Após uma denuncia anônima e com informação da Delegacia de Polícia Civil de Xinguara, Romário foi preso em uma chácara no município de Ourilândia, com ele foi encontrada uma espingarda calibre 20 com algumas munições, o que motivou a prisão em flagrante do acusado. No instante da abordagem, Romário quis enganar aos Policiais, dizendo se chamar Roberto, cometendo, assim, mais um crime (Atribuição de Falsa Identidade).

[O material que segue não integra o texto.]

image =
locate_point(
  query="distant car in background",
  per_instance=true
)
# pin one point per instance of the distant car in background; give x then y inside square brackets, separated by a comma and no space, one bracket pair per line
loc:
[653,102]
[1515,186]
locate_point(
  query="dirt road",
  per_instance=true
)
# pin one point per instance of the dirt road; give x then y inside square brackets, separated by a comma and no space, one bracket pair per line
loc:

Ao checar à ficha de Romário, os policiais constataram que tinha um mandado de prisão em aberto contra ele. Como o crime de porte ilegal de arma de fogo, é afiançável, foi pago uma fiança e Romário foi posto em liberdade, uma vez que, não estava mais em flagrante pelo crime que cometeu na cidade de Xinguara e por ter sido preso um dia depois de ter entrado em quarentena pelo período político, Romário não poderia permanecer preso, mesmo tendo contra sua pessoa um mandado de prisão.

O acusado foi amparado pela lei eleitoral. A partir da terça-feira (27), cinco dias antes do primeiro turno das eleições de 2016, nenhum eleitor pode ser preso ou detido, a não ser em flagrante ou para cumprimento de sentença criminal. Segundo o calendário eleitoral, essa garantia é válida até 48h após o pleito, ou seja, até a terça-feira (4), às 17h.

A regra está prevista no artigo 236 do Código Eleitoral e tem como objetivo garantir o exercício do direito do voto pelo maior número possível de pessoas sem ameaças ou pressões indevidas.

O artigo diz que “nenhuma autoridade poderá, desde 5 dias antes e até 48 horas depois do encerramento da eleição, prender ou deter qualquer eleitor, salvo em flagrante delito ou em virtude de sentença criminal condenatória por crime inafiançável, ou, ainda, por desrespeito a salvo-conduto”.

Caso alguma prisão ocorra, o preso deverá ser “imediatamente conduzido à presença do juiz competente que, se verificar a ilegalidade da detenção, a relaxará e promoverá a responsabilidade do coautor”.

No segundo turno, onde houver, que será no dia 30 de outubro, a garantia da não-prisão começa a valer em 25 de outubro e se encerra na terça-feira, dia 1º de novembro.

Agora a família do garoto que foi brutalmente espancado e torturado, volta à estaca zero, ou seja, os três agressores continuam soltos e foragidos da Justiça.